Proyek Akses Ambler, yang diusulkan oleh Otoritas Ekspor Industri dan Pembangunan Alaska, akan memungkinkan pengembangan tambang di wilayah dengan kandungan mineral, seng dan timbal serta menciptakan lapangan kerja, kata otoritas tersebut.
Biro Pengelolaan Pertanahan Dalam Negeri merilis analisis lingkungan terhadap proyek tersebut pada hari Jumat, merekomendasikan “tidak ada tindakan” sebagai alternatif pilihannya. Proyek tersebut sekarang menghadapi keputusan akhir oleh Departemen Dalam Negeri.
Ambler Metals, sebuah perusahaan yang berupaya mengembangkan kawasan, menyatakan tidak akan menyerah.
“Kami tetap berkomitmen terhadap proyek penting ini dan akan terus maju dengan menggunakan segala cara yang memungkinkan,” kata Kaleb Froelich, direktur pelaksana perusahaan, dalam sebuah pernyataan.
Senator Partai Republik dari Alaska dan beberapa negara bagian lainnya mengadakan konferensi pers pada hari Kamis untuk mengecam keputusan pemerintah yang telah diantisipasi secara luas.
“Ketika Anda menghilangkan akses terhadap sumber daya kita, ketika Anda mengatakan Anda tidak dapat melakukan pengeboran, Anda tidak dapat memproduksi, Anda tidak dapat melakukan eksplorasi, Anda tidak dapat memindahkannya – inilah ketidakamanan energi yang sedang kita bicarakan,” kata Senator Lisa Murkowski. “Kita masih memerlukan germanium, galium, dan tembaga.
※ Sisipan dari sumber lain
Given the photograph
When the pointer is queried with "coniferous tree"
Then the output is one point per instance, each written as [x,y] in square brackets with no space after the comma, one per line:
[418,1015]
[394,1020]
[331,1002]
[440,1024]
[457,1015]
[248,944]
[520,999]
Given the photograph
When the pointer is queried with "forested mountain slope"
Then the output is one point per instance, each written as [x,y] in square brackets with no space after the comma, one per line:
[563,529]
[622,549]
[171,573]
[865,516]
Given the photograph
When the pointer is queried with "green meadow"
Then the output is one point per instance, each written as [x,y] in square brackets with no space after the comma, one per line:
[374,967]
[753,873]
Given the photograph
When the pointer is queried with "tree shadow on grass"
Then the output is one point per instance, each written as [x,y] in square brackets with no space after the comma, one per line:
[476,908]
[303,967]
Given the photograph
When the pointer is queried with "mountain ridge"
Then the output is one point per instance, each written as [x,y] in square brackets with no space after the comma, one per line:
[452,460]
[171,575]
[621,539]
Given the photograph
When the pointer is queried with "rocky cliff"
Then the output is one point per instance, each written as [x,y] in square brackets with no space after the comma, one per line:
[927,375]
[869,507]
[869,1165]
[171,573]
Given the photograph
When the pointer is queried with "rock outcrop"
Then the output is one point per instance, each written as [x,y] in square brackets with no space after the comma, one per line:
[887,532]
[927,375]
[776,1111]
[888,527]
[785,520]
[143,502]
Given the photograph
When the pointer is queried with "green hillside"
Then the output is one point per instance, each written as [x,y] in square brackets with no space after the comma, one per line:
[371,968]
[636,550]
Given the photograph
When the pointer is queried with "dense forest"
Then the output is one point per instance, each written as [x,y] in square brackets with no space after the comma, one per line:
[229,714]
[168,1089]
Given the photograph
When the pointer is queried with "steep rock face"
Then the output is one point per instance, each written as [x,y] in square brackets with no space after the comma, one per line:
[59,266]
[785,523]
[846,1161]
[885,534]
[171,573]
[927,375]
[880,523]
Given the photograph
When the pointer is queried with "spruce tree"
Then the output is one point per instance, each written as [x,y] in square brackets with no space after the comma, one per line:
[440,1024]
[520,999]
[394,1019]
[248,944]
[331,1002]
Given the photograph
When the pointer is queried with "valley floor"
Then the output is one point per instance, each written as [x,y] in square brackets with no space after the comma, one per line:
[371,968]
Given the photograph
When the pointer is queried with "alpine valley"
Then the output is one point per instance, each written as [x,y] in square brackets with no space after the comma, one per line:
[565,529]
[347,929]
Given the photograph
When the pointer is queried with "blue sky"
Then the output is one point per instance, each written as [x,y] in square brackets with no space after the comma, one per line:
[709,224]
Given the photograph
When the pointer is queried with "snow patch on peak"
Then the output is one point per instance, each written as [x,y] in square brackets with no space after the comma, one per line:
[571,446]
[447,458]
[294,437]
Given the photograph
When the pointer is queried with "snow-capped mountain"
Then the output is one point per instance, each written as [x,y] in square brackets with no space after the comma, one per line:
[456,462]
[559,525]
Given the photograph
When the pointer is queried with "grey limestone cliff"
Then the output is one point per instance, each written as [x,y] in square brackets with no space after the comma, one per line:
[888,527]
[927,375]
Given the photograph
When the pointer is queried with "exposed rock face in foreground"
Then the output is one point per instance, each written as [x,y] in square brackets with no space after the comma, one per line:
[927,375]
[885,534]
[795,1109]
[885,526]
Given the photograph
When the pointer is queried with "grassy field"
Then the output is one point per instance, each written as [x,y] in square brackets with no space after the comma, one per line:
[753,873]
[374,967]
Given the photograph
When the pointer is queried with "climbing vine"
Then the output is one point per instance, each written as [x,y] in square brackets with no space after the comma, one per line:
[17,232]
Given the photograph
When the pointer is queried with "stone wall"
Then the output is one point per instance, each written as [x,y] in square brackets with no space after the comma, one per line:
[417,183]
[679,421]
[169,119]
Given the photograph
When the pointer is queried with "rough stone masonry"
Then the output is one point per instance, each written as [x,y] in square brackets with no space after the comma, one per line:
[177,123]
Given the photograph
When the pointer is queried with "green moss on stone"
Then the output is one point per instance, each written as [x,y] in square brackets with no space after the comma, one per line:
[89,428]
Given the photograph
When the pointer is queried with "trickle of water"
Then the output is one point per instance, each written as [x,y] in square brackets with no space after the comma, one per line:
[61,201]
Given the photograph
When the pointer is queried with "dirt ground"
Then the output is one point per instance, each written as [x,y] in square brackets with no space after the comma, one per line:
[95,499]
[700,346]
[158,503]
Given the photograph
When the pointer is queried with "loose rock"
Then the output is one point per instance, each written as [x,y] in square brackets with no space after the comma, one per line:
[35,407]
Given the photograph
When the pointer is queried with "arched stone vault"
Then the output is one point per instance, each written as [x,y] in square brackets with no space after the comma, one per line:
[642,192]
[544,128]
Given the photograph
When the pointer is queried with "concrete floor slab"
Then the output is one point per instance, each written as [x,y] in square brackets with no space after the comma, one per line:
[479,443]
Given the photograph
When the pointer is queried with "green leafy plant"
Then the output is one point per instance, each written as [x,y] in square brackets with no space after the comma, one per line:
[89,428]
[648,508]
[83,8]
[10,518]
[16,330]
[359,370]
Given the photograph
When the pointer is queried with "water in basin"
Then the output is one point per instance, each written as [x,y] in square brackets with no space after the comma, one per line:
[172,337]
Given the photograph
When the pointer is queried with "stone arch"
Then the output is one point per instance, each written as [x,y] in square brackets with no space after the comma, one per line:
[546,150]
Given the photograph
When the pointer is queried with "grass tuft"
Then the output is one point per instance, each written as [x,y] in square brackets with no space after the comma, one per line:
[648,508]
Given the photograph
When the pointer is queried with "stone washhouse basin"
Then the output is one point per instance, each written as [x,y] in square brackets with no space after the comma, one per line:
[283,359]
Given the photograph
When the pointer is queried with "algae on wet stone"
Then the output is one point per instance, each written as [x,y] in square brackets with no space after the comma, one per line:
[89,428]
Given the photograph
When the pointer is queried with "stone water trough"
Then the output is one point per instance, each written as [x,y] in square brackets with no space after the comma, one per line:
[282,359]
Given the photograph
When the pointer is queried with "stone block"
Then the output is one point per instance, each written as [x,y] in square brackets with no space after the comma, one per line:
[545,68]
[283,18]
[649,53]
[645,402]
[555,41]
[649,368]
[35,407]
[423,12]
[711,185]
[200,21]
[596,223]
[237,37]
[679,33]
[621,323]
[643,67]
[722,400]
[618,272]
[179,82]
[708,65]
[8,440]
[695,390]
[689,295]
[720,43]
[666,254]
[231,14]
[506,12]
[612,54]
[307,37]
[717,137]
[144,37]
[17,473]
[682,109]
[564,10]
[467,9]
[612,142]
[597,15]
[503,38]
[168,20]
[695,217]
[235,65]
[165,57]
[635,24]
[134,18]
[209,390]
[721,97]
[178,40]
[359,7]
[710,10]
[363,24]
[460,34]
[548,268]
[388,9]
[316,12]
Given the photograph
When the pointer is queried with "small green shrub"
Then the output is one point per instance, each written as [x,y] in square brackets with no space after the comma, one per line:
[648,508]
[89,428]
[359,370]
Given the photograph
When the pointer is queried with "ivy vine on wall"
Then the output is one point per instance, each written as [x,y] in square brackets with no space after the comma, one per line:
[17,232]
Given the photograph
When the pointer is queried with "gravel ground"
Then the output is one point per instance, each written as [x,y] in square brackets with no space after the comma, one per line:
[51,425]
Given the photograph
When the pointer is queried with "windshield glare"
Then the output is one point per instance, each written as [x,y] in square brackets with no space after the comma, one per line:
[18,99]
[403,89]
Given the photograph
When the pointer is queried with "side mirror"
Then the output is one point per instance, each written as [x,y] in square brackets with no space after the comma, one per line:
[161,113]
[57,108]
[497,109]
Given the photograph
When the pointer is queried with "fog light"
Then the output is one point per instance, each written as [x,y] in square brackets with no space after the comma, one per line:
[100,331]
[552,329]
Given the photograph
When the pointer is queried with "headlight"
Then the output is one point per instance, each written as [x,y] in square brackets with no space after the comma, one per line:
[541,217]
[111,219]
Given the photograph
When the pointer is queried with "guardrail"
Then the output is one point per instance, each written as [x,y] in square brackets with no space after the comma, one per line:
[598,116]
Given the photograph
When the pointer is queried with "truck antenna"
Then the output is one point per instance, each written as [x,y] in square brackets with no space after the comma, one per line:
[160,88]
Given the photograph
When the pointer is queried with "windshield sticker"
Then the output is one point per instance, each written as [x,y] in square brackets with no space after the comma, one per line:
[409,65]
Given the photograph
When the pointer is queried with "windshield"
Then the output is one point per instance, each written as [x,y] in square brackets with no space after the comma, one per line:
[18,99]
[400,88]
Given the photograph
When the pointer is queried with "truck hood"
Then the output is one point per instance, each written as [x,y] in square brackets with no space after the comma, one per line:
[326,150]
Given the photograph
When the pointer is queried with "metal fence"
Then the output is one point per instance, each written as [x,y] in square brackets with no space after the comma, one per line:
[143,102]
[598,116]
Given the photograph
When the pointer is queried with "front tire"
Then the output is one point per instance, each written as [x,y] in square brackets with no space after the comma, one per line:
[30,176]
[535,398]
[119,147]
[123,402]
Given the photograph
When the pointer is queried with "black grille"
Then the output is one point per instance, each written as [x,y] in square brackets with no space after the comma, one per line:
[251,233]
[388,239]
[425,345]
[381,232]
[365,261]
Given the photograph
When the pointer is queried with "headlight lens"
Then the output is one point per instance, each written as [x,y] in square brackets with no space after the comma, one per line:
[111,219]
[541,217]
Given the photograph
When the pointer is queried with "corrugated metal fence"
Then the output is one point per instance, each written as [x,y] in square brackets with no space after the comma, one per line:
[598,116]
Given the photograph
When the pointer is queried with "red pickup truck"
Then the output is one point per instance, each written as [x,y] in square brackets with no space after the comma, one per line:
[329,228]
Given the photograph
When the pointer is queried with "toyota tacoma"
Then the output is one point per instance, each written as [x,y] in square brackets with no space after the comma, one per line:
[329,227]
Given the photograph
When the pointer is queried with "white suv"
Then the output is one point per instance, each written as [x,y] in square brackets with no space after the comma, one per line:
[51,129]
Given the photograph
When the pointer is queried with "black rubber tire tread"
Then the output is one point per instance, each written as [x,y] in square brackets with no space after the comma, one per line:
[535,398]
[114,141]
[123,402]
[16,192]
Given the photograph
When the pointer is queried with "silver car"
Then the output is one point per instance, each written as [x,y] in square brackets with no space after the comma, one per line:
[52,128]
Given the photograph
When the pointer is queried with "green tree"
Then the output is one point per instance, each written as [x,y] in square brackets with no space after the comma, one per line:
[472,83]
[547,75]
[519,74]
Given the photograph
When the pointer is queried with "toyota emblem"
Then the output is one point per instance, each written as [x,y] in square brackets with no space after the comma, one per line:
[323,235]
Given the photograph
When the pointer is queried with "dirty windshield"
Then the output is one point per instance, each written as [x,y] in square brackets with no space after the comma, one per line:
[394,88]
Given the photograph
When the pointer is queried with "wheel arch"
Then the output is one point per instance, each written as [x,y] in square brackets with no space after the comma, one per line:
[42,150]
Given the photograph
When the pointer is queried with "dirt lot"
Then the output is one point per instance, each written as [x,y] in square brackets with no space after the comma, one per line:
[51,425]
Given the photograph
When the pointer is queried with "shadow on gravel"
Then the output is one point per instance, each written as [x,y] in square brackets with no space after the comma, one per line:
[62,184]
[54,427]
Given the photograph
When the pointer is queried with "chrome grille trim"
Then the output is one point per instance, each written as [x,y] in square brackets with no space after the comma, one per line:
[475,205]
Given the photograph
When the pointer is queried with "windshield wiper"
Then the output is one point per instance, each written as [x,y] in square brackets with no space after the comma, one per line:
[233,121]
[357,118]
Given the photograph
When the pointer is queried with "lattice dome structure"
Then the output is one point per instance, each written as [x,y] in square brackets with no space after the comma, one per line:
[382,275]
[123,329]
Kita masih memerlukan minyak. Tapi kita tidak akan mendapatkannya dari Alaska.”
Para pemerhati lingkungan, yang merupakan bagian penting dari foundation Biden menjelang pemilu AS pada 5 November, memuji langkah-langkah untuk melindungi habitat dan sumber daya budaya pada saat terjadi perubahan di wilayah tersebut.
“Saat Arktik mengalami perubahan iklim yang dramatis, peraturan baru ini (tentang NPR-A) mutlak diperlukan untuk melindungi burung, karibu, dan ikan,” kata David Krause, direktur eksekutif sementara di Audubon Alaska.